Canada Research Chair · Cumming School of Medicine · University of Calgary · Elk Ridge
Dr. Caroline Tait is an internationally recognized member of the Canadian academic community and is a Métis scholar and member of the Métis Nation-Saskatchewan. Dr. Tait is a Tier 1 Canada Research Chair in Indigenous Health Equity and Inclusion, University of Calgary. She holds a joint appointment as a Full Professor in the Faculty of Social Work and the Cumming School of Medicine.

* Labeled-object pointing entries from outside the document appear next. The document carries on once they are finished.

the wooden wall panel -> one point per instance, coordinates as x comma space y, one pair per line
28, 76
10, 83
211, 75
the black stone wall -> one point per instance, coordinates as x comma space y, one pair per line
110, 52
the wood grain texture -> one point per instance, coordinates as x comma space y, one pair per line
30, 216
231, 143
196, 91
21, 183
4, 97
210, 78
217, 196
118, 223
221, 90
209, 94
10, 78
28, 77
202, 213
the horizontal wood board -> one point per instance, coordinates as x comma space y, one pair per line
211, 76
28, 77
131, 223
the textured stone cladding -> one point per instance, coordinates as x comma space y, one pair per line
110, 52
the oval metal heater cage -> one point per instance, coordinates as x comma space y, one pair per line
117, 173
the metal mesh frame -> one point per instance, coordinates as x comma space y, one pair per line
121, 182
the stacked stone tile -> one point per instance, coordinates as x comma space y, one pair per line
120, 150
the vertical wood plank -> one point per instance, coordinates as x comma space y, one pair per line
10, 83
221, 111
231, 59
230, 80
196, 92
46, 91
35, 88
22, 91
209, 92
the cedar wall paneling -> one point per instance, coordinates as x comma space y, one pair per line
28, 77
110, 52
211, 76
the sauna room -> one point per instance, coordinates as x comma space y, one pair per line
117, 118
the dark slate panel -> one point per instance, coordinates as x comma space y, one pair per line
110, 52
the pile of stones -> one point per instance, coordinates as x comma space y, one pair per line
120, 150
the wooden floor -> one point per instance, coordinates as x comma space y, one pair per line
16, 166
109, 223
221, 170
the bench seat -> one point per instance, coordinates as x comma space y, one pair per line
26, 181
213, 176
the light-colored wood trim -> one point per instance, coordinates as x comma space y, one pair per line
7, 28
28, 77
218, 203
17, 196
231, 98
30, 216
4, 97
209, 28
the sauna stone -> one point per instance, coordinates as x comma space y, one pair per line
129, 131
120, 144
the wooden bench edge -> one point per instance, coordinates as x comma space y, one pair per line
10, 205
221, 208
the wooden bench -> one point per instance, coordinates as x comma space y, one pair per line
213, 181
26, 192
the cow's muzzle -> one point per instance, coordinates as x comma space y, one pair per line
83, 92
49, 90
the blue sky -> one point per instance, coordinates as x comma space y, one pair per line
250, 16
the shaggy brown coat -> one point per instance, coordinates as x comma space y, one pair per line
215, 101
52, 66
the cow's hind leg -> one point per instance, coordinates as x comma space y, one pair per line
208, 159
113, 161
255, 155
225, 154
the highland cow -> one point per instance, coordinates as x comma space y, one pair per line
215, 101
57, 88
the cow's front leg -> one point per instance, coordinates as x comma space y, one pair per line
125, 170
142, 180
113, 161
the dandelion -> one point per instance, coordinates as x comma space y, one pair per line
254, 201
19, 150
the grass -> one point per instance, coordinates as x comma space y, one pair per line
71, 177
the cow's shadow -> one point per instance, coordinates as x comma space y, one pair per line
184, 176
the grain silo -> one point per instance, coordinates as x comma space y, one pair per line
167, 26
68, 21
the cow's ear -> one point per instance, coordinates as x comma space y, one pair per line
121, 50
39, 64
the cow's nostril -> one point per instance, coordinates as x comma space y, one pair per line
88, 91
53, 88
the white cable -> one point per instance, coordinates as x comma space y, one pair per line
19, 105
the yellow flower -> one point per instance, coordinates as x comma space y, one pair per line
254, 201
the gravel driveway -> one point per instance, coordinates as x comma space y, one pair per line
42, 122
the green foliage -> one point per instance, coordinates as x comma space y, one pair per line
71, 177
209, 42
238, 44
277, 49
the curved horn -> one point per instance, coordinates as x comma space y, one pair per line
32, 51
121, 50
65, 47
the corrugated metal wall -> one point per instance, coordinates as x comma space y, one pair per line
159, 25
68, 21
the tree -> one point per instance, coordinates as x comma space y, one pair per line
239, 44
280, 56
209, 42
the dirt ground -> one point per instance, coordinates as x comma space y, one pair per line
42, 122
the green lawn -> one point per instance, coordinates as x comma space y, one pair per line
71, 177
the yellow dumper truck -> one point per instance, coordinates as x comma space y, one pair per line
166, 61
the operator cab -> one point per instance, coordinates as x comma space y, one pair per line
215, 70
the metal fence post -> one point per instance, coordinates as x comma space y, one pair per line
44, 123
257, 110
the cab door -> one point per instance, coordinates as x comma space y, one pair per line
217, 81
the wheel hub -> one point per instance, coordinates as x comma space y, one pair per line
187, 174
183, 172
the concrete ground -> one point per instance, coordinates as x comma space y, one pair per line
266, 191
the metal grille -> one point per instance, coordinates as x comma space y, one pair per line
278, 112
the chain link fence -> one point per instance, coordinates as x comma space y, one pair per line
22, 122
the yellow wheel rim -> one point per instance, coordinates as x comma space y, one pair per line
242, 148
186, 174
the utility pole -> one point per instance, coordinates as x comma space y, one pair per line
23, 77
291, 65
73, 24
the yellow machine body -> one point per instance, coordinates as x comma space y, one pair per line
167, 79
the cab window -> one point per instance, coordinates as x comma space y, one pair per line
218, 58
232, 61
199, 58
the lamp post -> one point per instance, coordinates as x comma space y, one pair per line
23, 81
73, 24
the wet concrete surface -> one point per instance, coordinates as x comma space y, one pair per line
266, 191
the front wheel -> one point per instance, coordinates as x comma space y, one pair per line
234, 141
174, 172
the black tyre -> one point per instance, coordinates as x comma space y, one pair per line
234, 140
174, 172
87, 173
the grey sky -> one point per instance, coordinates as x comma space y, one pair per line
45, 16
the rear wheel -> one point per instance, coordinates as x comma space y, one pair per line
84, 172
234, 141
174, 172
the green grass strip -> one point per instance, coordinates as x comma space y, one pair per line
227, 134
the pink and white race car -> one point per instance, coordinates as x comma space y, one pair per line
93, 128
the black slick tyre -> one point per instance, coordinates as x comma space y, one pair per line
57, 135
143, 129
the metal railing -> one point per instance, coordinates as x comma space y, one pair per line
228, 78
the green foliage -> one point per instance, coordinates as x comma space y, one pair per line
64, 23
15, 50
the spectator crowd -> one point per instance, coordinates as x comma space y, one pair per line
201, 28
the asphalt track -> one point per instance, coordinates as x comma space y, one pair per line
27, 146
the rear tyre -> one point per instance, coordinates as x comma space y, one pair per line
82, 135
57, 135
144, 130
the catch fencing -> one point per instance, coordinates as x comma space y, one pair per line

Dr. Tait holds a Bachelor of Arts and Ph.D., Department of Anthropology, McGill University, a Master of Arts, Medical Anthropology, University of California, Berkeley and she completed a Post-Doctoral Fellowship in Social and Transcultural Psychiatry, McGill University and the Aboriginal Healing Foundation. Over the past 30 years she has been involved in community-based research with First Nations and Métis partners, with a focus on maternal health, mental health and addictions, Indigenous research and data sovereignty, and more recently on organ donation and transplantation (ODT). Her work in ODT focuses on healthcare equity in donation and transplant medicine for Indigenous peoples. Dr. Tait further advocates for voices of Indigenous persons with lived experience of ODT and Indigenous healthcare leaders to be included in ODT decision-making; for the collection of distinction based First Nations, Métis and Inuit ODT data, and she recently drafted a resolution for the Union of BC Indian Chiefs to support the prioritization of ODT as a health issue for FNs in British Columbia. The resolution was passed unanimously in June 2024 and moved on to the Assembly of First Nations in September 2025 for national adoption. Dr. Tait and colleagues were awarded a Project Grant from the Canadian Institutes for Health Research focused on Indigenous peoples and ODT. Dr. Tait is also a founding member of the International Indigenous Organ Donation and Transplantation Consortium.